Carole is a mom of two children (now a teenager and young adult), who joined her family through international adoption. With them, she has navigated public, private and home school experiences. For more than 15 years, she has worked as a licensed clinical psychologist in private practice, with prior experience in university counseling and career centers, federal government, and nonprofit organizations. Carole has taught undergraduate and graduate courses in psychology, counseling, and higher education at several universities in the Washington, DC, area and in South Florida.
Mary Oborski, MSW, LCSW
Mary is an adoptive parent to two young boys. For the past eight years she has been at home raising her two children. Before children, Mary worked in the adoption field.
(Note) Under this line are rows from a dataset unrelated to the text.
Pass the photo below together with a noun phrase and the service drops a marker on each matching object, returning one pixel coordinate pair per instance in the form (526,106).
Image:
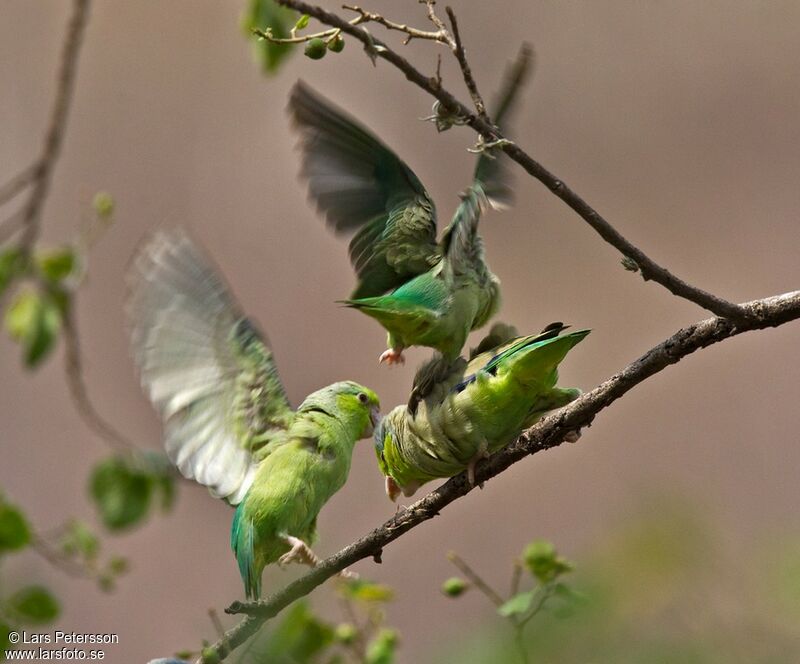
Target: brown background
(678,121)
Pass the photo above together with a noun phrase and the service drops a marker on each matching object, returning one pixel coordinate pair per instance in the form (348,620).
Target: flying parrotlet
(227,420)
(472,409)
(423,292)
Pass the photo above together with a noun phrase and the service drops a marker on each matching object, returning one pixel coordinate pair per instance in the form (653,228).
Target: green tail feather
(242,536)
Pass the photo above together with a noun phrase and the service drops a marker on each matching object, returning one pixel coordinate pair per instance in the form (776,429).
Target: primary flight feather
(423,292)
(228,423)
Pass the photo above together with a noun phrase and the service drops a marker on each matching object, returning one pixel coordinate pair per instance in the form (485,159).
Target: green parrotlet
(472,408)
(423,292)
(227,420)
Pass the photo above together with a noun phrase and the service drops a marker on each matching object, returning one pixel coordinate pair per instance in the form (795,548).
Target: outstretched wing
(204,366)
(362,187)
(491,183)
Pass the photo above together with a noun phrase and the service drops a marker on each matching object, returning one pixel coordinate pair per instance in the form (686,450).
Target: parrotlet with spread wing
(423,292)
(228,422)
(471,409)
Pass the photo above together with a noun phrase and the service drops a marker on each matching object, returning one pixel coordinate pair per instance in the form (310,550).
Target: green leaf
(454,586)
(121,492)
(56,264)
(34,320)
(300,634)
(12,264)
(315,49)
(543,562)
(79,539)
(15,533)
(263,14)
(118,565)
(382,648)
(103,204)
(366,591)
(345,633)
(519,603)
(34,605)
(336,44)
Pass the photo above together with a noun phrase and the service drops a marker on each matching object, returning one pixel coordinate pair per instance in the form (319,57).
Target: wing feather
(203,365)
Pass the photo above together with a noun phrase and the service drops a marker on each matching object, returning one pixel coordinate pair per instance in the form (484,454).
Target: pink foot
(392,356)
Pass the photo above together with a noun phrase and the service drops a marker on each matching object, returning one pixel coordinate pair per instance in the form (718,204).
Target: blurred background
(677,121)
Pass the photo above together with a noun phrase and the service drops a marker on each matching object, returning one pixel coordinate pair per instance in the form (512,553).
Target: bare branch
(548,432)
(73,367)
(439,23)
(648,268)
(412,33)
(58,121)
(475,579)
(466,72)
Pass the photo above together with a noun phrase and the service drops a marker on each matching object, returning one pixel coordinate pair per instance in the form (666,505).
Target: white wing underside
(182,315)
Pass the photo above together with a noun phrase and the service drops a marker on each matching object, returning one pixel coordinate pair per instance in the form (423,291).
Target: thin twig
(545,434)
(73,367)
(359,643)
(58,121)
(466,71)
(411,33)
(59,560)
(648,268)
(215,621)
(439,23)
(18,183)
(475,579)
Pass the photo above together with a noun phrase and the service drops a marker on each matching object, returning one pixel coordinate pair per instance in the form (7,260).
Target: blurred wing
(362,187)
(491,183)
(203,365)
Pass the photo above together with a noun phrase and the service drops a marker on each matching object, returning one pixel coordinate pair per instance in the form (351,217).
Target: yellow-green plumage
(228,422)
(471,409)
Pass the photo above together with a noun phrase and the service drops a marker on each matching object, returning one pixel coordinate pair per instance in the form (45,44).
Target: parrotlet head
(352,404)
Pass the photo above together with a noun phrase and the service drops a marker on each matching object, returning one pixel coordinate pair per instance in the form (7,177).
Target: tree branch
(649,268)
(73,368)
(548,432)
(31,212)
(466,72)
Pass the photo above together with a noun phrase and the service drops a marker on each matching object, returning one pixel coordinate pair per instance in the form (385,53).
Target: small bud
(454,586)
(209,656)
(336,44)
(316,49)
(103,204)
(345,633)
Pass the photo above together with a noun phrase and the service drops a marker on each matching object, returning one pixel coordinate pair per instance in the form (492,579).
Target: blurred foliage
(32,605)
(124,488)
(662,588)
(263,14)
(302,637)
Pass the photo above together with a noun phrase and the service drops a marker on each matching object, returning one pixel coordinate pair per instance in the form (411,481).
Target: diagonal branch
(43,170)
(649,268)
(548,432)
(466,71)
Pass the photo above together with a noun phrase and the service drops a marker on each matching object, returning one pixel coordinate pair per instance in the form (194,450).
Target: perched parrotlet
(227,420)
(423,292)
(473,408)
She counseled birth parents, assisted adoptive parents with their adoptions, and facilitated reunions between adult adoptees and their birth parents. As a social worker, Mary also worked for the military teaching parenting skills to young service members and service members who had PTSD and brain injuries.
Kathleen is a birth parent of five, and a kinship care provider. She is a trained foster parent who has completed the pre-placement training requirements. Kathleen has experience parenting a teenager with special needs as a kinship caregiver. Professionally, Kathleen is a general education elementary school teacher in Manassas City Public Schools.
Sarah grew up in a family that fostered and adopted from the time she was five years old. Sarah is the birth and adoptive mother to seven children, from age 3-18. Sarah and her husband have fostered over a dozen children throughout the past 14 years. Sarah has extensive IEP experience due to her children’s learning, behavioral and cognitive disabilities. They have received special education through early intervention, as well as elementary, middle and high school services. Sarah leads support groups and plays an active role in assisting other foster and adoptive parents in her community. Sarah and her husband were named ‘Foster Parents of the Year’ in Loudoun County in 2018 and received the ‘Angels of Adoption’ congressional award in 2018.